They told him of the strike; there was still one day, they reminded him, before the transfer books of the road should close. Some of his men thought he was staggered at the news, and the hastier, Price loudest among them, begged him to conciliate the men.

But the old fighting fire kindled within him, and he stopped them with scorn. "Don't be fools," he said. "Price, you're a coward. The men will hit first, will they? Well, we'll give them all they want!"

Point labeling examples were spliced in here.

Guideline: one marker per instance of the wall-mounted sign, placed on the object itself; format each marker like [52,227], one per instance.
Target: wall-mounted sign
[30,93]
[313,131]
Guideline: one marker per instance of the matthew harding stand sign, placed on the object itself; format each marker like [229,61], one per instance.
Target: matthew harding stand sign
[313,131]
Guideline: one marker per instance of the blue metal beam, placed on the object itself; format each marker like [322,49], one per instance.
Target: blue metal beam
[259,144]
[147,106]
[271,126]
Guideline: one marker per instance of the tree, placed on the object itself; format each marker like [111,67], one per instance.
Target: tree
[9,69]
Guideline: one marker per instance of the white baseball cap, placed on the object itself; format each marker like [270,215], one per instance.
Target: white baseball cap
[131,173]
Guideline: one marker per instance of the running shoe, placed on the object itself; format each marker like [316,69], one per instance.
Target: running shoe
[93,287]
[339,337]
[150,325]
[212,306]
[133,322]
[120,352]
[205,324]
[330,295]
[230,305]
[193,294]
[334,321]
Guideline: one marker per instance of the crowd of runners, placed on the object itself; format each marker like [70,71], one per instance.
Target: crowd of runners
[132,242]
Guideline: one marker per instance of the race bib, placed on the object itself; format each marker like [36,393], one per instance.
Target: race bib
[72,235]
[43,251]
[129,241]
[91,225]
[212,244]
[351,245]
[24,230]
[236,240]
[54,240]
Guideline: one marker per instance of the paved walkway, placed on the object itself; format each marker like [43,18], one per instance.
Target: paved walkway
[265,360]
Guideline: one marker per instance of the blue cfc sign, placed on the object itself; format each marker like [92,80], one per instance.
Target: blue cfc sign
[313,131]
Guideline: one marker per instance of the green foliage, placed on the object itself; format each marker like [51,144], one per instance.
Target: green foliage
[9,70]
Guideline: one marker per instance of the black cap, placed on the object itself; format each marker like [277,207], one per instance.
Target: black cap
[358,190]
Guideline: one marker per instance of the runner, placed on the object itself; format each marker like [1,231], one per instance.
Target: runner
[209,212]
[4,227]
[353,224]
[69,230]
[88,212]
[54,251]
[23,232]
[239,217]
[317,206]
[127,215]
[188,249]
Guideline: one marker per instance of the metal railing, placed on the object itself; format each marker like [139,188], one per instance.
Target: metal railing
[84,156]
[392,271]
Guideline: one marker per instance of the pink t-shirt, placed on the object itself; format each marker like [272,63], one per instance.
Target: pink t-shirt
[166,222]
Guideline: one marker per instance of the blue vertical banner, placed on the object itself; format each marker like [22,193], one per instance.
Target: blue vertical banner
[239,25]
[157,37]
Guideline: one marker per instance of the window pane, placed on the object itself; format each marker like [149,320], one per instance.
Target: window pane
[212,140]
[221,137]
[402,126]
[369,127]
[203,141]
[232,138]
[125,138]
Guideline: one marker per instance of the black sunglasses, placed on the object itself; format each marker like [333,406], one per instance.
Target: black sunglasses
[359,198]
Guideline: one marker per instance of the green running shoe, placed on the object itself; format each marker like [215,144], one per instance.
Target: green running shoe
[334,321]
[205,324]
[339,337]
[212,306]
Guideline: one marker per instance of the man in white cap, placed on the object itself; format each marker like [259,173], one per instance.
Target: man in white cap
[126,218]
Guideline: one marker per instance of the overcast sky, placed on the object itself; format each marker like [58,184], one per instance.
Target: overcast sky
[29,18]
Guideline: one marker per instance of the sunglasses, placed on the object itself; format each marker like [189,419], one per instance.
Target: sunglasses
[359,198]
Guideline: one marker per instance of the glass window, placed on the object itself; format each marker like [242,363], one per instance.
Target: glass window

He began to give directions how to meet the strike, and his energy was communicated to them all, save one. Even that one applauded with the rest, and outwardly approved.


[CHAPTER XXXI]

Brings About Two New Combinations

For some time Beth Blanchard had been changing back to her old self. Once unburdened by confession, her heart seemed free again, and Beth began to think of Jim Wayne as a part of a past which could in no way affect her future. Sorry for him as she was, with her pity she mingled shame at those remembered kisses. She found pleasure in the society of Pease, partly because he stood for so much that Jim was not. Solid, sober, incapable of concealment, his qualities gave her satisfaction, and the more because she knew his thoughts to be so much of her. She took to teasing him again, a process to which he submitted with bewildered delight, and to which Miss Cynthia made Judith a party by getting her out of the room whenever Beth and Pease were in it. Under such favouring circumstances, which would have tried the stoicism of any one, Pease was proving himself quite human, and was harbouring new hopes. He could not fail to suspect that Beth mourned her father more than Jim, and what he imagined Miss Pease made sure.

"You've never told me, Peveril," she asked him, "if you lost much by Mr. Wayne?"

"Two weeks' wages of our men," he answered.